Lecturas del día 11 de Setiembre de 2022
Primera lectura
El Señor le dijo también a Moisés: “Veo que éste es un pueblo de cabeza dura. Deja que mi ira se encienda contra ellos hasta consumirlos. De ti, en cambio, haré un gran pueblo”.
Moisés trató de aplacar al Señor, su Dios, diciéndole: “¿Por qué ha de encenderse tu ira, Señor, contra este pueblo que tú sacaste de Egipto con gran poder y vigorosa mano? Acuérdate de Abraham, de Isaac y de Jacob, siervos tuyos, a quienes juraste por ti mismo, diciendo: ‘Multiplicaré su descendencia como las estrellas del cielo y les daré en posesión perpetua toda la tierra que les he prometido’ “.

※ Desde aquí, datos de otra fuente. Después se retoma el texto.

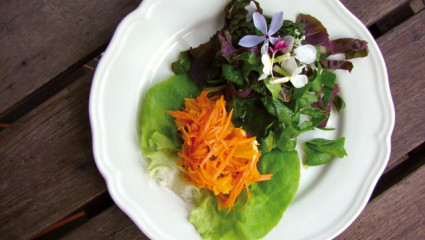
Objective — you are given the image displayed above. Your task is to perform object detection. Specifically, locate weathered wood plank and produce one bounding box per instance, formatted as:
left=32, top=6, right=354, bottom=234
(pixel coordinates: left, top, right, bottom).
left=62, top=205, right=149, bottom=240
left=378, top=11, right=425, bottom=170
left=341, top=0, right=409, bottom=26
left=0, top=71, right=106, bottom=239
left=337, top=162, right=425, bottom=240
left=0, top=0, right=140, bottom=115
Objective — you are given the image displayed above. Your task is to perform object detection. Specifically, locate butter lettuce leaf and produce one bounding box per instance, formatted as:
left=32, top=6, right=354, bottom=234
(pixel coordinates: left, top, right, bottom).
left=140, top=74, right=201, bottom=151
left=189, top=151, right=300, bottom=240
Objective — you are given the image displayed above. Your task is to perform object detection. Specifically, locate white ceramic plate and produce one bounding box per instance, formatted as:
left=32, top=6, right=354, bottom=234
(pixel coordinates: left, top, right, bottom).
left=90, top=0, right=394, bottom=240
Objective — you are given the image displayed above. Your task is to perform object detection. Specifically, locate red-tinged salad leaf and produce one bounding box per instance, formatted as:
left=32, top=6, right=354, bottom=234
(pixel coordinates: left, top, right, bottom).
left=226, top=83, right=254, bottom=99
left=189, top=34, right=221, bottom=83
left=296, top=14, right=369, bottom=61
left=296, top=14, right=329, bottom=47
left=330, top=38, right=369, bottom=59
left=320, top=59, right=353, bottom=72
left=218, top=31, right=238, bottom=63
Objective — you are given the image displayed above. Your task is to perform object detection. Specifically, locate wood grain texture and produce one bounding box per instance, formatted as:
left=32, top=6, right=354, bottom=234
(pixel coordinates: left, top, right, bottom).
left=0, top=74, right=106, bottom=239
left=0, top=0, right=140, bottom=115
left=61, top=205, right=149, bottom=240
left=336, top=163, right=425, bottom=240
left=341, top=0, right=409, bottom=26
left=378, top=11, right=425, bottom=170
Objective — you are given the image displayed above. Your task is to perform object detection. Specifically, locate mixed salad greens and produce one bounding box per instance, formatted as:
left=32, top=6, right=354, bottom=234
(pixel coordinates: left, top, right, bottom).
left=141, top=0, right=368, bottom=239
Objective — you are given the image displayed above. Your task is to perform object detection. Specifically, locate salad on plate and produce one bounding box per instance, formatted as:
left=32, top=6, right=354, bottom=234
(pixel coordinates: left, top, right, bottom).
left=140, top=0, right=368, bottom=239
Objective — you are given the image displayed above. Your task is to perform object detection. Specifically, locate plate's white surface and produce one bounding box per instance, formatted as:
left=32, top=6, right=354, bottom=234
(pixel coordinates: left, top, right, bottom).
left=90, top=0, right=394, bottom=240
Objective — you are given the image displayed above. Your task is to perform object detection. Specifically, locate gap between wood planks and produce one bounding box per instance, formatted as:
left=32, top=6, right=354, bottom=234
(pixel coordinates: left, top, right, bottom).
left=14, top=0, right=425, bottom=240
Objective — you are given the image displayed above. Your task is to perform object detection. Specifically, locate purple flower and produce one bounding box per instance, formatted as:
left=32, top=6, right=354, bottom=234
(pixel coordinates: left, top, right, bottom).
left=239, top=12, right=283, bottom=51
left=270, top=36, right=289, bottom=54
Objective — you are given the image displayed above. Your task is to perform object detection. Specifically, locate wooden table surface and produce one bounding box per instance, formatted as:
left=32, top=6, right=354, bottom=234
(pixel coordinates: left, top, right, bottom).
left=0, top=0, right=425, bottom=239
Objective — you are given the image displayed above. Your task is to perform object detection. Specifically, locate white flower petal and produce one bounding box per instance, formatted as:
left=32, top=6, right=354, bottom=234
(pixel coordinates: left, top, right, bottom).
left=283, top=35, right=295, bottom=52
left=294, top=44, right=317, bottom=64
left=258, top=73, right=269, bottom=81
left=292, top=66, right=304, bottom=77
left=280, top=57, right=298, bottom=75
left=270, top=77, right=291, bottom=84
left=291, top=75, right=308, bottom=88
left=261, top=54, right=272, bottom=75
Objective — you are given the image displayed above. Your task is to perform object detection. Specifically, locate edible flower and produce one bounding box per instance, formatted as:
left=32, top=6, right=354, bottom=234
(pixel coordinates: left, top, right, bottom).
left=270, top=36, right=290, bottom=55
left=294, top=44, right=317, bottom=64
left=239, top=11, right=283, bottom=54
left=258, top=53, right=273, bottom=81
left=270, top=57, right=308, bottom=88
left=245, top=1, right=257, bottom=22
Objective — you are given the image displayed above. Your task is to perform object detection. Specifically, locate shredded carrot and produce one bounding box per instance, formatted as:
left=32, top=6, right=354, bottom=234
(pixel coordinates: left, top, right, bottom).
left=168, top=90, right=272, bottom=212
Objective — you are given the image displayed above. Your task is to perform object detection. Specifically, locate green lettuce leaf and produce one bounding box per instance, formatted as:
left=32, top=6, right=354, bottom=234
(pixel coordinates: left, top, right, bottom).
left=189, top=151, right=300, bottom=240
left=140, top=74, right=200, bottom=151
left=303, top=137, right=347, bottom=166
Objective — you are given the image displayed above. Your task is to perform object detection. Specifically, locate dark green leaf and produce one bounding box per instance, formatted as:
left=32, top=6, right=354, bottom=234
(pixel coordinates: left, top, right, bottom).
left=264, top=78, right=282, bottom=98
left=171, top=51, right=192, bottom=75
left=333, top=95, right=345, bottom=113
left=221, top=64, right=244, bottom=86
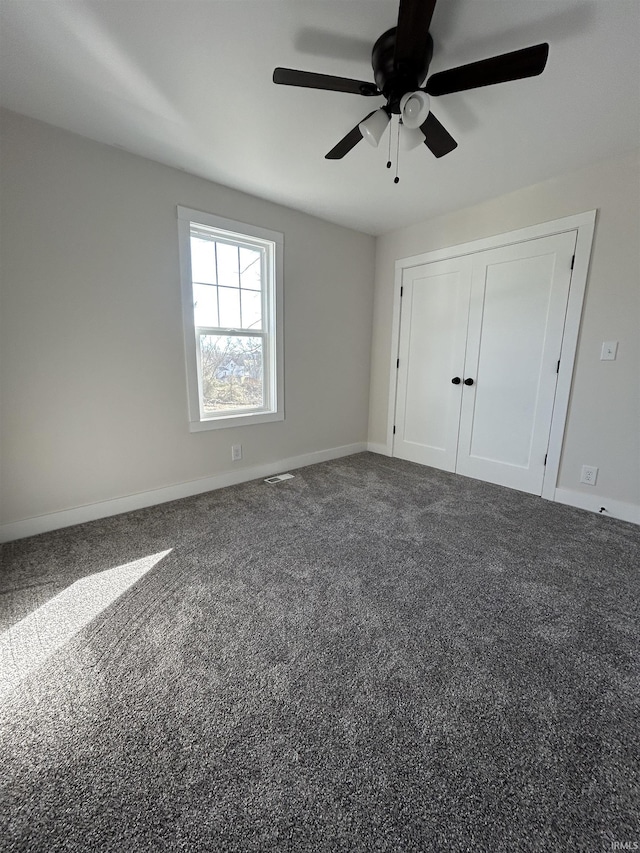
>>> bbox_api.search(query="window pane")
[240,290,262,330]
[218,287,240,329]
[217,243,240,287]
[193,283,219,326]
[240,247,262,290]
[200,335,264,414]
[191,237,216,284]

Y el Señor renunció al castigo con que había amenazado a su pueblo.
Salmo Responsorial
Por tu inmensa compasión y misericordia,
Señor, apiádate de mí olvida mis ofensas.
Lávame bien de todos mis delitos
y purifícame de mis pecados.
R. Me levantaré y volveré a mi padre.
Crea en mí, Señor, un corazón puro,
un espíritu nuevo para cumplir tus mandamientos.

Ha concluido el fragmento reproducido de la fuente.